True. And those things feed on each other.

>   Of course in C. And "undefined behavior" can also mean "works as desired
> in this platform".

That's what I'm distinguishing. That's why I say C, as such, isn't very good 
for that sort of thing. You can do it, but only because you look at what 
your particular compiler generated for some piece of otherwise undefined 
code, and say "yes, that's what I'd like."

> When you know what the compiler is doing, and you are
> writing platform-specific code, C allows you to do a whole lot of things
> you can't do with other languages.

I'd phrase that as "the compiler will generate code for programs without 
defined semantics that's often what you want."

>   Most DOS demos written in C used raw pointers (eg. to the VGA memory
> buffer). They worked just fine on that platform.

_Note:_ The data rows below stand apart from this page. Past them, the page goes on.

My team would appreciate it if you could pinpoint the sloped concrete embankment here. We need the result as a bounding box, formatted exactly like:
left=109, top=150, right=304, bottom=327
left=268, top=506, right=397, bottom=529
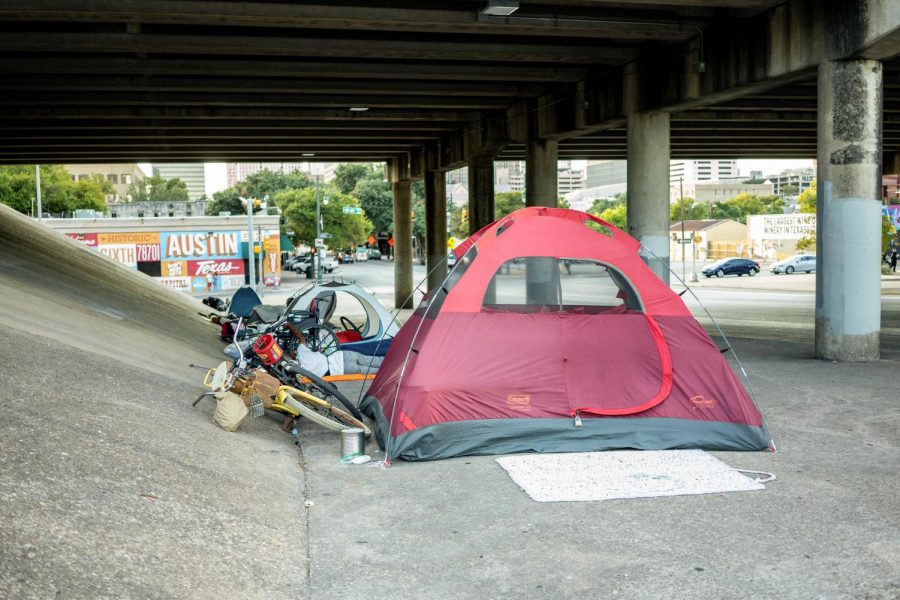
left=0, top=206, right=307, bottom=598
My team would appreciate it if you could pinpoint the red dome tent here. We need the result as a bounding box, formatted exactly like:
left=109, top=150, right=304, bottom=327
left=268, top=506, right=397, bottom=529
left=361, top=207, right=770, bottom=460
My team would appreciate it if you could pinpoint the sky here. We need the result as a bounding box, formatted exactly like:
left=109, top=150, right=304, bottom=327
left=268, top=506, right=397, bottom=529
left=199, top=159, right=815, bottom=198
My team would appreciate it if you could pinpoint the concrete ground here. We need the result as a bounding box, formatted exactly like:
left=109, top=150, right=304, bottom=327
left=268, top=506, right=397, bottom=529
left=0, top=205, right=900, bottom=599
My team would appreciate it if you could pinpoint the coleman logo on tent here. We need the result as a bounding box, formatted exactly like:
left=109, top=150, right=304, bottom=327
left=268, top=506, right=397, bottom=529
left=691, top=396, right=716, bottom=408
left=506, top=394, right=531, bottom=411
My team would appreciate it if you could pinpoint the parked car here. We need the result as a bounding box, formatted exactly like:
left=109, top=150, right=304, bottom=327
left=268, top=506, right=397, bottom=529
left=772, top=254, right=816, bottom=275
left=702, top=257, right=759, bottom=277
left=322, top=256, right=338, bottom=273
left=290, top=255, right=312, bottom=275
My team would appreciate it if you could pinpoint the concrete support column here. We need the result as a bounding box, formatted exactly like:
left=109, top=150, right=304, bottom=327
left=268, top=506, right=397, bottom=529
left=425, top=171, right=447, bottom=292
left=391, top=176, right=413, bottom=308
left=627, top=113, right=669, bottom=285
left=816, top=60, right=882, bottom=361
left=469, top=158, right=494, bottom=235
left=525, top=140, right=559, bottom=207
left=525, top=140, right=559, bottom=306
left=881, top=152, right=900, bottom=176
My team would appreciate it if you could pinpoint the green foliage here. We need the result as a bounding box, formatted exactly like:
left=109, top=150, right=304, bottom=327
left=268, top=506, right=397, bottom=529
left=331, top=163, right=376, bottom=194
left=496, top=192, right=525, bottom=219
left=797, top=179, right=816, bottom=214
left=352, top=171, right=392, bottom=233
left=275, top=188, right=372, bottom=249
left=597, top=202, right=628, bottom=230
left=881, top=215, right=898, bottom=254
left=206, top=169, right=315, bottom=220
left=450, top=204, right=468, bottom=240
left=0, top=165, right=111, bottom=216
left=128, top=175, right=190, bottom=202
left=586, top=198, right=625, bottom=215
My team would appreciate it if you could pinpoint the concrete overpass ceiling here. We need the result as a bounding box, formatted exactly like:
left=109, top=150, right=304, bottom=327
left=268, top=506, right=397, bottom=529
left=0, top=0, right=900, bottom=168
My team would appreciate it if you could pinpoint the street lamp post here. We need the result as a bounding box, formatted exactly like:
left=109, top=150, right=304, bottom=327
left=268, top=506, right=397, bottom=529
left=34, top=165, right=44, bottom=221
left=313, top=175, right=323, bottom=283
left=240, top=198, right=256, bottom=290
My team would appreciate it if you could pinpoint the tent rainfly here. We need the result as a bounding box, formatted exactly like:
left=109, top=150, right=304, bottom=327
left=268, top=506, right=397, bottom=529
left=361, top=207, right=770, bottom=461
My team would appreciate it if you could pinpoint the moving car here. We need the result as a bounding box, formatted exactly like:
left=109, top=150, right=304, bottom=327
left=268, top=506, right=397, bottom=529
left=772, top=254, right=816, bottom=275
left=702, top=256, right=759, bottom=277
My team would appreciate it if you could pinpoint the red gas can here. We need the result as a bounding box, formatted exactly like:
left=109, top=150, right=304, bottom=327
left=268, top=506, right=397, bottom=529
left=253, top=333, right=284, bottom=365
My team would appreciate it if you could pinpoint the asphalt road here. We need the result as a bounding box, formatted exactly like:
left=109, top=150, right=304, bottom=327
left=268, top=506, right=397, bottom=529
left=285, top=260, right=900, bottom=359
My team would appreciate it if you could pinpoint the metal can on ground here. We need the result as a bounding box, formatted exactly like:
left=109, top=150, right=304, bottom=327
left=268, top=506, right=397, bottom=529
left=341, top=427, right=366, bottom=460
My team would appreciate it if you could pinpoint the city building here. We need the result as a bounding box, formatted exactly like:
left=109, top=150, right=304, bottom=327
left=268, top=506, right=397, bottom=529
left=153, top=163, right=206, bottom=200
left=225, top=162, right=338, bottom=187
left=766, top=167, right=816, bottom=196
left=108, top=200, right=209, bottom=219
left=585, top=160, right=628, bottom=192
left=63, top=163, right=147, bottom=203
left=506, top=160, right=584, bottom=196
left=684, top=179, right=774, bottom=202
left=669, top=160, right=738, bottom=187
left=669, top=219, right=749, bottom=262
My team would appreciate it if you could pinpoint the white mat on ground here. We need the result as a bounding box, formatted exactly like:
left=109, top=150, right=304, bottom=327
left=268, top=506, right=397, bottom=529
left=496, top=450, right=765, bottom=502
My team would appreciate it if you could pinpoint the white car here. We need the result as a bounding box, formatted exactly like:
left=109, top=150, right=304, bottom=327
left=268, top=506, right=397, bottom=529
left=772, top=254, right=816, bottom=275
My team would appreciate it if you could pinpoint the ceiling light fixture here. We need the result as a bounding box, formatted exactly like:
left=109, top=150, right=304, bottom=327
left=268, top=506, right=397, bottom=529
left=481, top=0, right=519, bottom=17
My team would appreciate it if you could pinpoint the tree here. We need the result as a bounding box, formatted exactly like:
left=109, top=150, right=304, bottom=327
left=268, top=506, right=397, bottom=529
left=781, top=185, right=800, bottom=198
left=496, top=192, right=525, bottom=219
left=881, top=214, right=897, bottom=255
left=797, top=179, right=817, bottom=250
left=587, top=194, right=625, bottom=215
left=0, top=165, right=108, bottom=215
left=669, top=197, right=709, bottom=222
left=797, top=179, right=817, bottom=214
left=332, top=163, right=376, bottom=194
left=597, top=202, right=628, bottom=230
left=352, top=172, right=394, bottom=233
left=275, top=187, right=372, bottom=249
left=128, top=175, right=190, bottom=202
left=206, top=169, right=315, bottom=215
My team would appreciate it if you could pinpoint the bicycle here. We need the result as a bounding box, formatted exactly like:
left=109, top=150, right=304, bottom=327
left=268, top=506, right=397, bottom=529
left=194, top=311, right=363, bottom=426
left=201, top=362, right=372, bottom=437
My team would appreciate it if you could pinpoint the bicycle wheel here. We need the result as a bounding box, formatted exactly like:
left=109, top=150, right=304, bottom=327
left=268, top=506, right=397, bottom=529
left=301, top=324, right=340, bottom=356
left=282, top=390, right=372, bottom=437
left=290, top=367, right=363, bottom=421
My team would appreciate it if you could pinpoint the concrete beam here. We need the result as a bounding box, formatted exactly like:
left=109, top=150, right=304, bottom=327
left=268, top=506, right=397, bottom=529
left=0, top=31, right=638, bottom=65
left=507, top=0, right=900, bottom=142
left=0, top=55, right=588, bottom=83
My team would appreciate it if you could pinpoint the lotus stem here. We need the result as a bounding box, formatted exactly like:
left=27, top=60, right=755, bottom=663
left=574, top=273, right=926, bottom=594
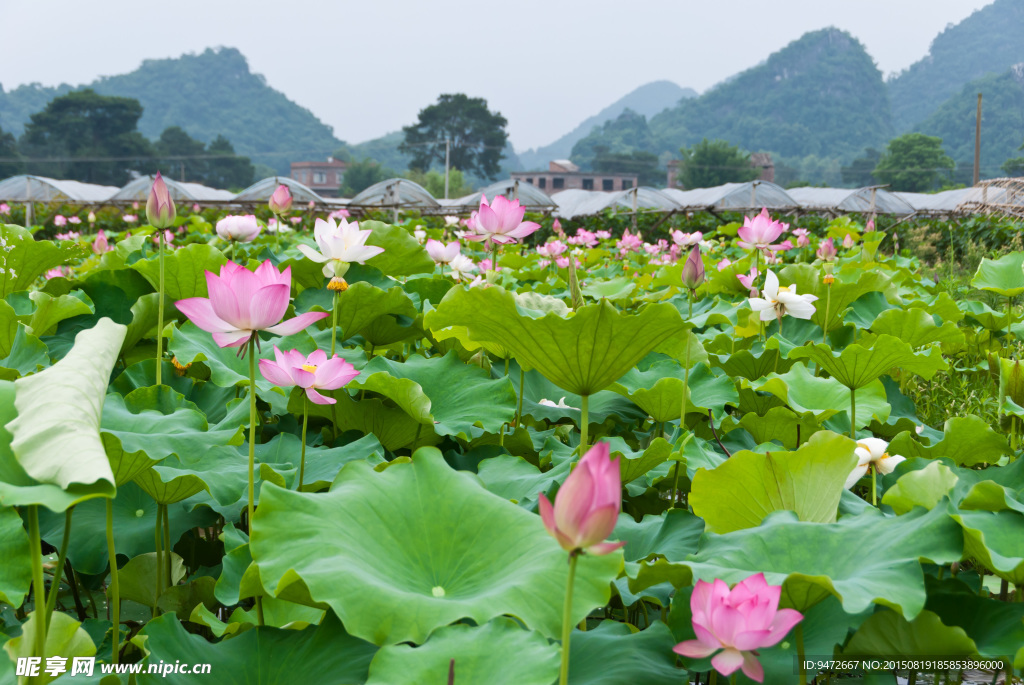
left=46, top=507, right=75, bottom=626
left=558, top=548, right=587, bottom=685
left=795, top=622, right=807, bottom=685
left=153, top=504, right=164, bottom=618
left=29, top=505, right=46, bottom=657
left=295, top=393, right=309, bottom=490
left=580, top=395, right=590, bottom=450
left=104, top=498, right=121, bottom=663
left=157, top=228, right=164, bottom=385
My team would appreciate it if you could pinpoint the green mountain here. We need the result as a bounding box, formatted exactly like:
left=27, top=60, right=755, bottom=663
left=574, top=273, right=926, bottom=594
left=649, top=28, right=893, bottom=159
left=519, top=81, right=697, bottom=169
left=888, top=0, right=1024, bottom=132
left=914, top=63, right=1024, bottom=183
left=0, top=47, right=341, bottom=173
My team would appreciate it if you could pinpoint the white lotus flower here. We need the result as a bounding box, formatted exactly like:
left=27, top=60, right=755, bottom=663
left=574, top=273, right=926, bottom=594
left=845, top=437, right=905, bottom=489
left=299, top=218, right=384, bottom=277
left=750, top=269, right=818, bottom=322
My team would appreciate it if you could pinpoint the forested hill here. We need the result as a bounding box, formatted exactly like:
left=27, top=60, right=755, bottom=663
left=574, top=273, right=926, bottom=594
left=889, top=0, right=1024, bottom=132
left=519, top=81, right=697, bottom=169
left=914, top=63, right=1024, bottom=176
left=0, top=47, right=341, bottom=172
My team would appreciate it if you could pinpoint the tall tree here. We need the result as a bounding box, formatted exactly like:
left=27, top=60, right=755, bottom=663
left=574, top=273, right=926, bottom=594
left=679, top=138, right=761, bottom=188
left=19, top=88, right=155, bottom=185
left=155, top=126, right=209, bottom=183
left=206, top=135, right=255, bottom=190
left=398, top=93, right=508, bottom=179
left=873, top=133, right=956, bottom=192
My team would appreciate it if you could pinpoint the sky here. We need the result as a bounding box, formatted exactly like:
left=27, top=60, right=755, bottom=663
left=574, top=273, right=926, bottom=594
left=0, top=0, right=990, bottom=151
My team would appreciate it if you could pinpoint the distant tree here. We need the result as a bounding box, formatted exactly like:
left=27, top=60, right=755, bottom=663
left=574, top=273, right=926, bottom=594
left=398, top=93, right=508, bottom=179
left=19, top=88, right=155, bottom=185
left=872, top=133, right=956, bottom=192
left=206, top=135, right=255, bottom=189
left=679, top=138, right=761, bottom=188
left=0, top=128, right=22, bottom=179
left=154, top=126, right=209, bottom=183
left=590, top=145, right=666, bottom=185
left=840, top=147, right=882, bottom=188
left=405, top=169, right=473, bottom=198
left=341, top=158, right=395, bottom=198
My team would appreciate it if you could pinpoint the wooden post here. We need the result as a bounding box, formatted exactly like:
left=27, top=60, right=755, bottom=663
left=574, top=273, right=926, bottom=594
left=974, top=93, right=981, bottom=185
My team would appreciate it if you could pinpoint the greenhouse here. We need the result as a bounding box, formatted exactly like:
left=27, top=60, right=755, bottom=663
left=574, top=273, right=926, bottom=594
left=106, top=176, right=235, bottom=203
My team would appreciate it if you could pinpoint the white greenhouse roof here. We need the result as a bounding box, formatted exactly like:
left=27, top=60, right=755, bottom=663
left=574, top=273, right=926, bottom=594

Maybe I'm more of a theoreticist, but "it works for me" isn't how I like to 
write kernels. ;-)

>   It means that many if not most of the "high-level" languages pay zero
> attention to memory usage.

I'm not saying every programming language is appropriate for writing 
kernels. I'm saying there are good high-level languages both more powerful 
and safer that are better than C, and I'm not sure why they're not more popular.

-- 
   Darren New, San Diego CA, USA (PST)
   "We'd like you to back-port all the changes in 2.0
    back to version 1.0."
   "We've done that already. We call it 2.0."